PCI updates key security standard to simplify P2P encryption

In a bid to make payment card data unreadable in the event they are stolen, the Payment Card Industry Security Standards Council (PCI SSC) has updated a key security standard.

One of eight security standards, PCI Point-to-Point Encryption Solution Requirements and Testing Procedures version 2 will provide more flexibility to companies that develop solutions and provide P2PE components, said the PCI SSC.

New with version 2 is the option for merchants acting as solution providers to implement and manage their own P2PE solutions for their own point-of-sale (POS) locations.

“Malware that captures and steals data at the point-of-sale continues to threaten businesses and their ability to protect consumers' payment information. As these attacks become more sophisticated, it's critical to find ways to devalue payment card data,” said PCI SSC chief technology officer Troy Leach. “PCI Point-to-Point Encryption solutions help merchants do this by encrypting cardholder data at the earliest point of acceptance, making that data less valuable to attackers even if compromised in a breach.”

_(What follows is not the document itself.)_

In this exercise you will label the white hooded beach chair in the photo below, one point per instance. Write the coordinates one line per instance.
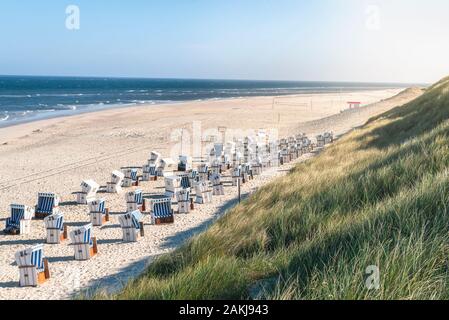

The outcome of revised standard should be to reduce the overheads associated with complying with the PCI Data Security Standard (PCI DSS). PCI-approved P2PE solutions allow merchants to reduce where and how the PCI DSS applies, increasing security of customer data while simplifying compliance with the PCI DSS, the organisation said.

PCI SSC said that feedback from early adopters of P2PE v2 had been positive because of the added options for reducing risk and protecting customer data by using encryption. In addition, they can manage their own P2PE solutions, securely separating duties, systems and functions between merchant encryption at the retail sites and decryption environments – or they can work with a solution provider to manage it on their behalf.